How Real Mad Men Used Women to Sell Cars
Move over, Jaguar — Don Draper is trading in the British luxury car for the all-American Chevy. On this week's episode of Mad Men, Don and Roger hit the road — or the friendly skies — for Detroit to pitch Chevy for the car of the future. Don wins the account, after teaming up with rival Teddy Chaough. The two decide to merge their ad agencies so they can compete with the big boys. And it's a good thing Don doesn't come back to NY empty-handed, since earlier in the episode he fired the agency's previous car client, Jaguar.
Sterling Cooper Draper Pryce (or whatever it will be called now) managed to win the Chevy account with less sketchy tactics than it used to win Jaguar. As we saw last season, throughout the process of vying for Jaguar, it's clear that the show's ad men have little respect for women. The creative team uses a mistress as its muse for the slogan — "Jaguar. At last. Something beautiful you can truly own" — comparing a woman to a car. Only the car is better than a woman because you can own it. And of course, the SCDP partners pull a more shocking move, conspiring to prostitute out their colleague Joan Harris to a higher-up at Jaguar to secure the account. Joan's sexual objectification provides a literal reference to how women were used to sell cars. The real 1960s Jaguar slogan, "A cat of a different breed," alluded to women, and subsequent taglines included, "Domesticated. Not Declawed." Or, "Nobody's Pussycat." The British carmaker wasn't alone. Copy on a '60s-era Ford ad, featuring a seductive-looking young woman in the passenger's seat, reads, "So luxurious inside, watch 'em overguess the price." Are they talking about the car or the woman?

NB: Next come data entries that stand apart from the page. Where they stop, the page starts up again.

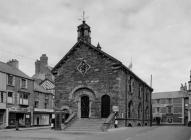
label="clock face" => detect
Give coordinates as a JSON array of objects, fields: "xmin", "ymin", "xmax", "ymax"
[{"xmin": 77, "ymin": 60, "xmax": 90, "ymax": 75}]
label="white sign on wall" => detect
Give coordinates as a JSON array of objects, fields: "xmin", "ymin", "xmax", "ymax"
[{"xmin": 112, "ymin": 105, "xmax": 119, "ymax": 112}]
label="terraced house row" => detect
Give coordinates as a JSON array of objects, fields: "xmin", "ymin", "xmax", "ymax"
[{"xmin": 0, "ymin": 59, "xmax": 53, "ymax": 128}]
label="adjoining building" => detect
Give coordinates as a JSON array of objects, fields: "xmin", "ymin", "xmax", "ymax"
[
  {"xmin": 52, "ymin": 21, "xmax": 153, "ymax": 129},
  {"xmin": 32, "ymin": 54, "xmax": 54, "ymax": 84},
  {"xmin": 152, "ymin": 88, "xmax": 189, "ymax": 125},
  {"xmin": 0, "ymin": 59, "xmax": 34, "ymax": 127},
  {"xmin": 33, "ymin": 82, "xmax": 54, "ymax": 126}
]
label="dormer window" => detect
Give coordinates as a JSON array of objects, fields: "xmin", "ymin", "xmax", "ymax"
[
  {"xmin": 7, "ymin": 75, "xmax": 15, "ymax": 86},
  {"xmin": 21, "ymin": 79, "xmax": 27, "ymax": 89}
]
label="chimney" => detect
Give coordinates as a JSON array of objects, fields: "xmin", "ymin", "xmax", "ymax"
[
  {"xmin": 40, "ymin": 54, "xmax": 48, "ymax": 66},
  {"xmin": 7, "ymin": 59, "xmax": 19, "ymax": 69}
]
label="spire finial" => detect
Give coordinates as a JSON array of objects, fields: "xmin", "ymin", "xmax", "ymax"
[{"xmin": 79, "ymin": 10, "xmax": 88, "ymax": 23}]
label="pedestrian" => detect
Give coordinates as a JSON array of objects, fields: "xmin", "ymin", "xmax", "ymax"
[
  {"xmin": 16, "ymin": 120, "xmax": 19, "ymax": 131},
  {"xmin": 114, "ymin": 118, "xmax": 118, "ymax": 128}
]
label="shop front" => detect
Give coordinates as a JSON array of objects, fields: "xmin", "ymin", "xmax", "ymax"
[
  {"xmin": 0, "ymin": 109, "xmax": 6, "ymax": 129},
  {"xmin": 8, "ymin": 108, "xmax": 31, "ymax": 128},
  {"xmin": 33, "ymin": 108, "xmax": 53, "ymax": 126}
]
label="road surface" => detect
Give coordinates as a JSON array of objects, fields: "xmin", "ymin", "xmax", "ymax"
[{"xmin": 0, "ymin": 126, "xmax": 191, "ymax": 140}]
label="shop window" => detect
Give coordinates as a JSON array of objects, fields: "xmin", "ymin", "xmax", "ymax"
[
  {"xmin": 138, "ymin": 104, "xmax": 142, "ymax": 119},
  {"xmin": 20, "ymin": 93, "xmax": 29, "ymax": 105},
  {"xmin": 145, "ymin": 107, "xmax": 149, "ymax": 119},
  {"xmin": 128, "ymin": 101, "xmax": 133, "ymax": 118},
  {"xmin": 7, "ymin": 92, "xmax": 13, "ymax": 104},
  {"xmin": 21, "ymin": 79, "xmax": 27, "ymax": 89},
  {"xmin": 167, "ymin": 106, "xmax": 172, "ymax": 113},
  {"xmin": 44, "ymin": 95, "xmax": 49, "ymax": 109},
  {"xmin": 0, "ymin": 91, "xmax": 4, "ymax": 103},
  {"xmin": 34, "ymin": 101, "xmax": 39, "ymax": 108},
  {"xmin": 157, "ymin": 107, "xmax": 160, "ymax": 113},
  {"xmin": 7, "ymin": 75, "xmax": 15, "ymax": 86},
  {"xmin": 138, "ymin": 86, "xmax": 143, "ymax": 98}
]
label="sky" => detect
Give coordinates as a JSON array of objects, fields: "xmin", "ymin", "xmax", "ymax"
[{"xmin": 0, "ymin": 0, "xmax": 191, "ymax": 92}]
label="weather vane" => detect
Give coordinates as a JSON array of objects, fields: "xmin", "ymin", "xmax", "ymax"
[{"xmin": 79, "ymin": 10, "xmax": 88, "ymax": 22}]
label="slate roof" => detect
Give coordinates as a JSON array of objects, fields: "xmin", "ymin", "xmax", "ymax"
[
  {"xmin": 152, "ymin": 91, "xmax": 188, "ymax": 99},
  {"xmin": 0, "ymin": 61, "xmax": 32, "ymax": 80},
  {"xmin": 52, "ymin": 40, "xmax": 153, "ymax": 90},
  {"xmin": 34, "ymin": 82, "xmax": 52, "ymax": 94}
]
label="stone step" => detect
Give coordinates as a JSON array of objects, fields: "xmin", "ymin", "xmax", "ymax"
[{"xmin": 65, "ymin": 119, "xmax": 105, "ymax": 132}]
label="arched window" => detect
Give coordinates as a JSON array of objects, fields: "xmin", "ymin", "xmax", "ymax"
[
  {"xmin": 128, "ymin": 101, "xmax": 133, "ymax": 118},
  {"xmin": 137, "ymin": 103, "xmax": 142, "ymax": 119},
  {"xmin": 101, "ymin": 95, "xmax": 110, "ymax": 118},
  {"xmin": 129, "ymin": 77, "xmax": 135, "ymax": 94},
  {"xmin": 138, "ymin": 85, "xmax": 143, "ymax": 98}
]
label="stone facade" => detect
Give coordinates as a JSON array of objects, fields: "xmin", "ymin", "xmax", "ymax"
[{"xmin": 52, "ymin": 22, "xmax": 152, "ymax": 128}]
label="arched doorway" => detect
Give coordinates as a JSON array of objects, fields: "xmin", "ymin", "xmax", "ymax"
[
  {"xmin": 101, "ymin": 95, "xmax": 110, "ymax": 118},
  {"xmin": 81, "ymin": 95, "xmax": 89, "ymax": 118}
]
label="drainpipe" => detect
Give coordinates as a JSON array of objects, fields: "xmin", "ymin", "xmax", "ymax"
[
  {"xmin": 142, "ymin": 86, "xmax": 145, "ymax": 125},
  {"xmin": 125, "ymin": 71, "xmax": 127, "ymax": 127}
]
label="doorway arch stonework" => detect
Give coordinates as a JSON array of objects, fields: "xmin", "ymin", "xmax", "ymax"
[{"xmin": 70, "ymin": 87, "xmax": 96, "ymax": 118}]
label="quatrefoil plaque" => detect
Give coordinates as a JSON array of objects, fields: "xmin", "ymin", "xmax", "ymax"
[{"xmin": 77, "ymin": 60, "xmax": 90, "ymax": 75}]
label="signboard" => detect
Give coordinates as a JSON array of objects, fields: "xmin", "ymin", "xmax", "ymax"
[
  {"xmin": 9, "ymin": 107, "xmax": 28, "ymax": 112},
  {"xmin": 112, "ymin": 106, "xmax": 119, "ymax": 112}
]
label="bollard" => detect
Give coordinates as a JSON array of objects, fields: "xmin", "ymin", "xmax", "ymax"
[{"xmin": 16, "ymin": 120, "xmax": 19, "ymax": 131}]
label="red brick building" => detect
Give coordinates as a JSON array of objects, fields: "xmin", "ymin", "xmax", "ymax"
[{"xmin": 52, "ymin": 21, "xmax": 153, "ymax": 129}]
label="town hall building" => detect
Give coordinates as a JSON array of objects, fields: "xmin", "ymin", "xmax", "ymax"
[{"xmin": 52, "ymin": 20, "xmax": 153, "ymax": 130}]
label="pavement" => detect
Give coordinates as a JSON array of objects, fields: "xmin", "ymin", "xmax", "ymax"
[
  {"xmin": 0, "ymin": 126, "xmax": 51, "ymax": 132},
  {"xmin": 0, "ymin": 126, "xmax": 191, "ymax": 140}
]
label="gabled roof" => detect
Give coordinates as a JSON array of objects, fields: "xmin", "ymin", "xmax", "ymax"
[
  {"xmin": 52, "ymin": 40, "xmax": 153, "ymax": 91},
  {"xmin": 152, "ymin": 91, "xmax": 188, "ymax": 99},
  {"xmin": 0, "ymin": 61, "xmax": 32, "ymax": 80}
]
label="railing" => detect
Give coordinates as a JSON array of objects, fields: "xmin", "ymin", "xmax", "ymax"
[
  {"xmin": 102, "ymin": 112, "xmax": 115, "ymax": 131},
  {"xmin": 61, "ymin": 112, "xmax": 77, "ymax": 130}
]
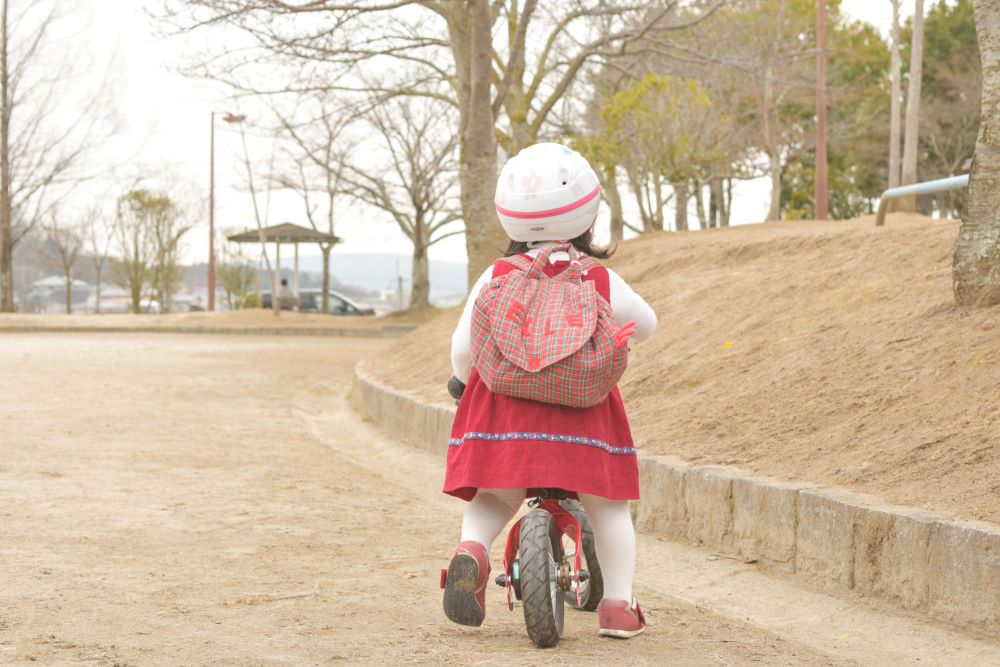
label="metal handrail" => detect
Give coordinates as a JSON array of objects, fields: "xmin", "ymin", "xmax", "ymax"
[{"xmin": 875, "ymin": 174, "xmax": 969, "ymax": 227}]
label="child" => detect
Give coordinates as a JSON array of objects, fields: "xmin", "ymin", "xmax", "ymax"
[{"xmin": 444, "ymin": 143, "xmax": 656, "ymax": 638}]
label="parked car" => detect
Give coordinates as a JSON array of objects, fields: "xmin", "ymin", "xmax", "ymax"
[{"xmin": 261, "ymin": 288, "xmax": 375, "ymax": 315}]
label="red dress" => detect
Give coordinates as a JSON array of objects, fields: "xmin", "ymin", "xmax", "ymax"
[{"xmin": 444, "ymin": 260, "xmax": 639, "ymax": 500}]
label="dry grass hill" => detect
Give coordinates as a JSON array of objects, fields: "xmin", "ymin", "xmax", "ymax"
[{"xmin": 368, "ymin": 215, "xmax": 1000, "ymax": 523}]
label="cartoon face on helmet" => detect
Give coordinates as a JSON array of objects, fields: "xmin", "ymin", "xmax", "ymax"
[{"xmin": 494, "ymin": 143, "xmax": 601, "ymax": 242}]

Based on the glimpse of the Chevy pitch we see this week — a teaser campaign that draws on innocent anticipation of the unknown — Don might be taking a more wholesome approach. But looking at real Chevy ads from the era, women are still deployed as attention-grabbing accessories. Check out some 1960s car ads featuring women. I'd love to say we've come a long way, but just flip on the TV and you'll see that car ads featuring sexualized women aren't getting kicked to the curb any time soon.